Moreover, the researchers were able to engineer an FAA-producing string of E. coli. Mono-colonizing mice’s guts with this strain (but not with regular E. coli) rescued their exercise performance. The bottom line is that when there are few FAA-producing bacteria in the gut, this seems to blunt the exercise-associated dopamine surge, leading to diminished motivation to exercise.
This study increases our understanding of the diversity of microbiota and their importance for human health and fitness. If the researchers are correct and if these results translate to human beings, people might soon be able to increase their motivation to exercise by consuming specific strains of bacteria or FAAs directly.
 Dohnalová, L., Lundgren, P., Carty, J. R., Goldstein, N., Wenski, S. L., Nanudorn, P., … & Thaiss, C. A. (2022). A microbiome-dependent gut–brain pathway regulates motivation for exercise.
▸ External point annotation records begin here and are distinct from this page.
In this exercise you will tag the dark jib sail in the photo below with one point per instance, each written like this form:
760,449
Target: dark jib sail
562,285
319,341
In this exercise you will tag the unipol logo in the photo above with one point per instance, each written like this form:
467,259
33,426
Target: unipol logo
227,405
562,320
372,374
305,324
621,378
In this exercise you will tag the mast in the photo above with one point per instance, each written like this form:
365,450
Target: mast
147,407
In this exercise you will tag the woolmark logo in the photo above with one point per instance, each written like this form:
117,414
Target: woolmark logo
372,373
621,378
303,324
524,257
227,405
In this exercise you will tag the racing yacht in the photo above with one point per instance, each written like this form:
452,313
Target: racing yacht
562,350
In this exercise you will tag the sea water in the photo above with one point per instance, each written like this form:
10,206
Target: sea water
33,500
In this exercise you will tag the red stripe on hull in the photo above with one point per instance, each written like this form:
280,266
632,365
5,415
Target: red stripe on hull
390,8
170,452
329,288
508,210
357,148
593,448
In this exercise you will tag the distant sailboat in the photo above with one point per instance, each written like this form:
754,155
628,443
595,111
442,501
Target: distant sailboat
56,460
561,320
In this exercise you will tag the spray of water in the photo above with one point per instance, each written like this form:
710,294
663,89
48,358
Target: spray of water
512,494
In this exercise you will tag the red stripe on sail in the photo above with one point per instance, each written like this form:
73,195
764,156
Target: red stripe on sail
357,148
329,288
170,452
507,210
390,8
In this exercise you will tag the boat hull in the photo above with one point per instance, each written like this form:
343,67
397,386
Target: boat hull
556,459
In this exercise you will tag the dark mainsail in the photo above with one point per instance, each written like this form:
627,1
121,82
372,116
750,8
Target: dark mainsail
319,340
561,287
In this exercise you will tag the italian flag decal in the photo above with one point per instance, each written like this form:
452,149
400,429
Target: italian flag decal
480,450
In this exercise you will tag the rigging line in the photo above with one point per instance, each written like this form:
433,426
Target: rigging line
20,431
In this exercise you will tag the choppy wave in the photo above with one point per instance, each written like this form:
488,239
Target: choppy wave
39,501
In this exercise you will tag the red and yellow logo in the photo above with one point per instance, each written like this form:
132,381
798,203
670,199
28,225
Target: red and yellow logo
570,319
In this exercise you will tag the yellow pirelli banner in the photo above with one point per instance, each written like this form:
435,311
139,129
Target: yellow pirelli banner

Nature, 612(7941), 739-747.
 Chen, C., Liao, J., Xia, Y., Liu, X., Jones, R., Haran, J., … & Ye, K. (2022). Gut microbiota regulate Alzheimer’s disease pathologies and cognitive disorders via PUFA-associated neuroinflammation. Gut.
 Witkowski, M., Weeks, T. L., & Hazen, S. L. (2020). Gut microbiota and cardiovascular disease. Circulation research, 127(4), 553-570.Chicago
 Helmink, B. A., Khan, M. A., Hermann, A., Gopalakrishnan, V., & Wargo, J. A. (2019). The microbiome, cancer, and cancer therapy. Nature medicine, 25(3), 377-388.
 Fransen, F., Van Beek, A. A., Borghuis, T., Aidy, S. E., Hugenholtz, F., van der Gaast–de Jongh, C., … & De Vos, P. (2017). Aged gut microbiota contributes to systemical inflammaging after transfer to germ-free mice. Frontiers in immunology, 8, 1385.
 Clauss, M., Gérard, P., Mosca, A., & Leclerc, M. (2021). Interplay between exercise and gut microbiome in the context of human health and performance. Frontiers in Nutrition, 305.